## EFI Interview Question

Software Engineer / DevelopersI believe the solution the interviewers expect is the algo. They are not interested in which collections object you will be using.

The soultion should be: (lets say the first array has m elements and the second array has n elements. And x are the repeatitions in the first array of m elements)

Step 1: to remove all the duplicates from the first array by a linear search. it will be m*m and crete a new set containing m-x elements.

Step 2: now again perform linear search for each element of m-x elements array on the second array. and break the loop when the identical value is found. So the time taken is (m-x) * logn

So total time taken = m*m + (m-x) * logn

If there is a optimised solution please let me know.

You need to construct a Hash table of one of the arrays(I prefer the smaller one) . Then use to second array to hash into the table to see if they already exist.
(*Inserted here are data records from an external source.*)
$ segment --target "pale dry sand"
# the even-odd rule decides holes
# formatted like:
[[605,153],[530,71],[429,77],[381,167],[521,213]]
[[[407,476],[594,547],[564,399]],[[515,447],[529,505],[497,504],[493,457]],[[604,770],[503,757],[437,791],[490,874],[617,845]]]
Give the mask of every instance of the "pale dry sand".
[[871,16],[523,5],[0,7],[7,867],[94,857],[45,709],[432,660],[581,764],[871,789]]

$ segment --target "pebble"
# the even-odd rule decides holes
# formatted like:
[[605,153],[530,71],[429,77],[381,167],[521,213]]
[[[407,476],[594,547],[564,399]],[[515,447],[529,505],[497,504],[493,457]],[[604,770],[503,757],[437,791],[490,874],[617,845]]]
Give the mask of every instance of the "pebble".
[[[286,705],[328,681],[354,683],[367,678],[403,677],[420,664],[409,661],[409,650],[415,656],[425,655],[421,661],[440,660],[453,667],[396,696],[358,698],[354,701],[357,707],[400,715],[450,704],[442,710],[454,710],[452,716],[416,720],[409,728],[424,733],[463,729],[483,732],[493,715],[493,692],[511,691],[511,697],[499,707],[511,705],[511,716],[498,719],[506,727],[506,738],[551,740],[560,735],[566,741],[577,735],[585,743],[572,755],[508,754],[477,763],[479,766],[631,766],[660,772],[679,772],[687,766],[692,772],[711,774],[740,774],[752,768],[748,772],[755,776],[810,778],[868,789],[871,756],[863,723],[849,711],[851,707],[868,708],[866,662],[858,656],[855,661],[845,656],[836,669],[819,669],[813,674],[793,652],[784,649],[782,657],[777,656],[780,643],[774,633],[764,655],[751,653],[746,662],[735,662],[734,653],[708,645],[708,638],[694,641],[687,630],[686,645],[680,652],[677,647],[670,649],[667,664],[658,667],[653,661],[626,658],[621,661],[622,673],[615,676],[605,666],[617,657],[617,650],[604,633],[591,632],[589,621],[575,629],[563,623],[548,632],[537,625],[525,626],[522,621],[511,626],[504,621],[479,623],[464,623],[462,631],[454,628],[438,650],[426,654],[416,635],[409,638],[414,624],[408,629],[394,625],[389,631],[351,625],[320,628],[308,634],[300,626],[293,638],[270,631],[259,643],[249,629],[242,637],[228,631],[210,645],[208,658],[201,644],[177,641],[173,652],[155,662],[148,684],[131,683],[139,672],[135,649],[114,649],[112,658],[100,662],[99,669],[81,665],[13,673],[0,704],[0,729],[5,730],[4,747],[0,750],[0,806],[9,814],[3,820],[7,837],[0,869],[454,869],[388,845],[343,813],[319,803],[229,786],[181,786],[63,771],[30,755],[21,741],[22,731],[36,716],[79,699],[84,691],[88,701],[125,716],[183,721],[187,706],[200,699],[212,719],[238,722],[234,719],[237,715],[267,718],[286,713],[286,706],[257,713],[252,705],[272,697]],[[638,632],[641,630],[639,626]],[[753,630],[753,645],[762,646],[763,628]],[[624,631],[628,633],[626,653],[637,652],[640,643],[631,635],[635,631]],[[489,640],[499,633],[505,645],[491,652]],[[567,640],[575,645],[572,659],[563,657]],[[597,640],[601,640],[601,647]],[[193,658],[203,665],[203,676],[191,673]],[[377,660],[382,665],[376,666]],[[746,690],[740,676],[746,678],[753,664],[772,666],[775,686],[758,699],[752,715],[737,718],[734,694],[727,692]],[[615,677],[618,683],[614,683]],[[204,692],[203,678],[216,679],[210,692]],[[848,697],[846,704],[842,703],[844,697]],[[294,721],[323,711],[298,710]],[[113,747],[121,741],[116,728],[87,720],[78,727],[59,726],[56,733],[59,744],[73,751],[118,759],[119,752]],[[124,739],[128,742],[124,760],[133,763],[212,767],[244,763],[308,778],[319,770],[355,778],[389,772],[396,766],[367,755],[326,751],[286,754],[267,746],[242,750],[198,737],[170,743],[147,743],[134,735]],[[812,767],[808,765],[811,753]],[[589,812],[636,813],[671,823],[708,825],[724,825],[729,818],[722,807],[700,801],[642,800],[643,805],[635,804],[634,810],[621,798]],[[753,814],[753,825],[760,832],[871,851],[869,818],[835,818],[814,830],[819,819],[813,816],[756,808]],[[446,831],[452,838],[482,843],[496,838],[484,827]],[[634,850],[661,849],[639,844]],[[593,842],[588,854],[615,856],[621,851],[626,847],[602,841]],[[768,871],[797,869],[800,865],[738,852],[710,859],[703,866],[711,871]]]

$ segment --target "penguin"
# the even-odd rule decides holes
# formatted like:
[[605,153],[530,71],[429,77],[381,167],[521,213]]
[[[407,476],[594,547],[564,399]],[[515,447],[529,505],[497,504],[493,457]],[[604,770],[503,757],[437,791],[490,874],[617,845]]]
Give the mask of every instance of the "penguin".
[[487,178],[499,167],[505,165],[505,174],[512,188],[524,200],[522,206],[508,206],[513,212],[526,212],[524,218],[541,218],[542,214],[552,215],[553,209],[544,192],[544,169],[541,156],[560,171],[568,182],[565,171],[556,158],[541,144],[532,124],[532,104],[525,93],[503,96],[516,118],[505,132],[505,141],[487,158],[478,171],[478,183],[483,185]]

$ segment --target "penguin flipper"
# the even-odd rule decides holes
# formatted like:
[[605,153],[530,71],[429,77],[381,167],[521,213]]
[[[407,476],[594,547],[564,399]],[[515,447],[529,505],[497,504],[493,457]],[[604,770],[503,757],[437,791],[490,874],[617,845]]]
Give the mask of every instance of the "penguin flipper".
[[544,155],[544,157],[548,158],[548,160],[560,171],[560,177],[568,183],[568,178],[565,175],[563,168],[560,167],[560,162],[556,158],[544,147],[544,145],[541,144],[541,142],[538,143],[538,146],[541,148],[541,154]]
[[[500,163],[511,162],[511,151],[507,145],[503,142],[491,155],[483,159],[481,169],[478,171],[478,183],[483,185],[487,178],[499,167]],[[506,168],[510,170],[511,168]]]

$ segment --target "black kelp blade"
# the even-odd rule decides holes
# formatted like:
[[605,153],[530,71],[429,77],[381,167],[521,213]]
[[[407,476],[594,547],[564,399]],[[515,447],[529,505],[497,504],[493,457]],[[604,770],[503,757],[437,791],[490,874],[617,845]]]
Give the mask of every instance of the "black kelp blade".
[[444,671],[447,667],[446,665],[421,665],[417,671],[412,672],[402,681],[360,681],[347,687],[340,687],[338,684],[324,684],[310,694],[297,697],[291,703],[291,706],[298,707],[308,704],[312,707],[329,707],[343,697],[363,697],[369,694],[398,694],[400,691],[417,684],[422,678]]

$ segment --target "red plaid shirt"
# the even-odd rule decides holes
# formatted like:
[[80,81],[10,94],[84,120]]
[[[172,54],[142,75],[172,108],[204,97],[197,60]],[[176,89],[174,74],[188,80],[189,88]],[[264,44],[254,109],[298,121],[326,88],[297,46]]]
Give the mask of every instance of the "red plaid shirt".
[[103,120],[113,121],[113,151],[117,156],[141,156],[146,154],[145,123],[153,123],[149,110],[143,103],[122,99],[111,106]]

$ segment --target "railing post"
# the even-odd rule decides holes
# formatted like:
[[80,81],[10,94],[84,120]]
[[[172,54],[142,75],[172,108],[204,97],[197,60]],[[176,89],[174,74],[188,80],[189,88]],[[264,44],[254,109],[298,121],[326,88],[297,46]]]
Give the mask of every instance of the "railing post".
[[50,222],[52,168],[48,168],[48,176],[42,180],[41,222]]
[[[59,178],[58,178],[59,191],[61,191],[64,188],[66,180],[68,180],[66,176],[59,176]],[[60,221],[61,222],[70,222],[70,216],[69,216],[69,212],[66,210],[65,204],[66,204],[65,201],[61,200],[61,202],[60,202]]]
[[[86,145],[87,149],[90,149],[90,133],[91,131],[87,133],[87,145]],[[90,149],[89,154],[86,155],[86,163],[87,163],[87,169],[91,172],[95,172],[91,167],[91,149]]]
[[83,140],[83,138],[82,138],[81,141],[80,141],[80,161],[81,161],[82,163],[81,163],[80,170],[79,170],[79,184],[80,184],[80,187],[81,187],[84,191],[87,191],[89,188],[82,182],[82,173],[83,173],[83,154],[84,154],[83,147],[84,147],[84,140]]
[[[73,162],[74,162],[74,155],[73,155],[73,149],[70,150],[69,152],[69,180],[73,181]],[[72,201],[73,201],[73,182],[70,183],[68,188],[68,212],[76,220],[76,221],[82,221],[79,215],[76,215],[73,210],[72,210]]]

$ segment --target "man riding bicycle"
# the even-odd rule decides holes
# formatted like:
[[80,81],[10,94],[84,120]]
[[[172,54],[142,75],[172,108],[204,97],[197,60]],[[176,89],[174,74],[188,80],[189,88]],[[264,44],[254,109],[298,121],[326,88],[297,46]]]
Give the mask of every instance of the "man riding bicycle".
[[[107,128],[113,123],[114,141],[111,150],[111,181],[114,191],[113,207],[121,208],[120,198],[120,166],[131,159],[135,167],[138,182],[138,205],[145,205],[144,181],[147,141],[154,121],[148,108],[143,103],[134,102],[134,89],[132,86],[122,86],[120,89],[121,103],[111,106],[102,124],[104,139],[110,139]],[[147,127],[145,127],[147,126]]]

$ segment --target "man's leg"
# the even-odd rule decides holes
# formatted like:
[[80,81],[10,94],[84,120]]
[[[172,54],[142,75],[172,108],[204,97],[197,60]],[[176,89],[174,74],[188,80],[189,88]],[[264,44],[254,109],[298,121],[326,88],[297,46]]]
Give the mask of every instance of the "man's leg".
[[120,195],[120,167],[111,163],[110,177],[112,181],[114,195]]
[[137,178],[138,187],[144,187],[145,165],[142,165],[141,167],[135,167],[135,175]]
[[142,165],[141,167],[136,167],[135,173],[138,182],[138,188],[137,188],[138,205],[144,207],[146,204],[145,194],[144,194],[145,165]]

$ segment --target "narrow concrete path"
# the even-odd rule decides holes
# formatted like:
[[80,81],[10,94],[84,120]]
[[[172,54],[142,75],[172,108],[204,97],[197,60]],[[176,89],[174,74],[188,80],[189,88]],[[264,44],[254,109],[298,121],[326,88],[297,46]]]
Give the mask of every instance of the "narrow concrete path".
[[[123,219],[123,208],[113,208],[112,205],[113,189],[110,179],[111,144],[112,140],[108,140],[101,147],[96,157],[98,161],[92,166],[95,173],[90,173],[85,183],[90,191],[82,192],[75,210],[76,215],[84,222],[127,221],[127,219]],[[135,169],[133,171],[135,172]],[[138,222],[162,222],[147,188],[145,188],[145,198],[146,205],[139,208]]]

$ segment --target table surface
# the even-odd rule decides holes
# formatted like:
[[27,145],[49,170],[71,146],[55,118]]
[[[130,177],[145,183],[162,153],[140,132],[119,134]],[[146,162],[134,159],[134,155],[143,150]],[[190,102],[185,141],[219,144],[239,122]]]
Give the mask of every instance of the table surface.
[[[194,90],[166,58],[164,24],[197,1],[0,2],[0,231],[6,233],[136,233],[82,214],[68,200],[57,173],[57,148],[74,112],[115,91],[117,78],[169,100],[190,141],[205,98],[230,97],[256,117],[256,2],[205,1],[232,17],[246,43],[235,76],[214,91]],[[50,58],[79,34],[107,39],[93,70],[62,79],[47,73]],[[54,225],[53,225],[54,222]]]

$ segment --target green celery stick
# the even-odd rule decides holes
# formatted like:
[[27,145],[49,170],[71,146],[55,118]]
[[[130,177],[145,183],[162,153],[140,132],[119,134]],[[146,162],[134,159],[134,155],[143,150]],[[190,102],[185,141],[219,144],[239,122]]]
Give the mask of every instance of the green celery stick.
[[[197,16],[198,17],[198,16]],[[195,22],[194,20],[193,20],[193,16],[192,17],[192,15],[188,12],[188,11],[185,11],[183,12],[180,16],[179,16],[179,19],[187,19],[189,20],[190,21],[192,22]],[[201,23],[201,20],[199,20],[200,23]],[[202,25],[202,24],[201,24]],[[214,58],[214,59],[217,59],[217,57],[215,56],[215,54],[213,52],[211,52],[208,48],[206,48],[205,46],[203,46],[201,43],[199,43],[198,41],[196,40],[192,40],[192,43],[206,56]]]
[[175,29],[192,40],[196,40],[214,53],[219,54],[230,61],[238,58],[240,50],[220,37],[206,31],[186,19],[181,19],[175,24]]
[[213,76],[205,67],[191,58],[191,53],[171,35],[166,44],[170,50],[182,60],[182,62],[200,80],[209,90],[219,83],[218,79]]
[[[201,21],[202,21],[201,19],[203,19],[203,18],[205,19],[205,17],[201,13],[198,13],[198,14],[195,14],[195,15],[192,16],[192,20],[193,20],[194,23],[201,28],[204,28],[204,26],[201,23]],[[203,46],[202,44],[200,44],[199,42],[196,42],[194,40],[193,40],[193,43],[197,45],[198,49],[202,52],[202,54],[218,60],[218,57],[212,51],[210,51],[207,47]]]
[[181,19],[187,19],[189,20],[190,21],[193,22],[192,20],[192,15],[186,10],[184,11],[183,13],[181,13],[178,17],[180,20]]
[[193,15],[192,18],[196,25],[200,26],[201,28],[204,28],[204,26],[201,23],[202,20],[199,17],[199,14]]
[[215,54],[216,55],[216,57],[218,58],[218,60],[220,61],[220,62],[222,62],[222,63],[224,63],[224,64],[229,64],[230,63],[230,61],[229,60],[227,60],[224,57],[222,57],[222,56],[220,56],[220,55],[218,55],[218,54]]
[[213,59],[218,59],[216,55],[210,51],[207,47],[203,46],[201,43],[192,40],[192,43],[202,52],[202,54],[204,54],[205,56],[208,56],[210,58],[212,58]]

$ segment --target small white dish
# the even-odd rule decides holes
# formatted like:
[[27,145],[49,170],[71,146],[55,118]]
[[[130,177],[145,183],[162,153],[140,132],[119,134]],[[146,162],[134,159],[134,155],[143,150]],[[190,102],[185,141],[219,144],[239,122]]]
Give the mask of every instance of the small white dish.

Solution is O(n).

Binary tree can be an answer but I would suggest an AVL tree rather than just a Binary tree as AVL is balanced and search is almost always lg n but this ofcourse involves additional operations for balancing.

sort both arrays by quicksort.it will take 2O(nlogn) time to sort.

Now number to number match both arrays.for eg.

let after sorting

a=1,2,4,4,6,8

b=2,3,4,5,7

so now match like this..

1!=2 and 1<2

next element frm a

2=2 match

2!= 3 and 2<3

next element frm a.

here length of a and b can be compared to get better result.

you could use a hash table to find common elements in o(n).

- jerry April 03, 2006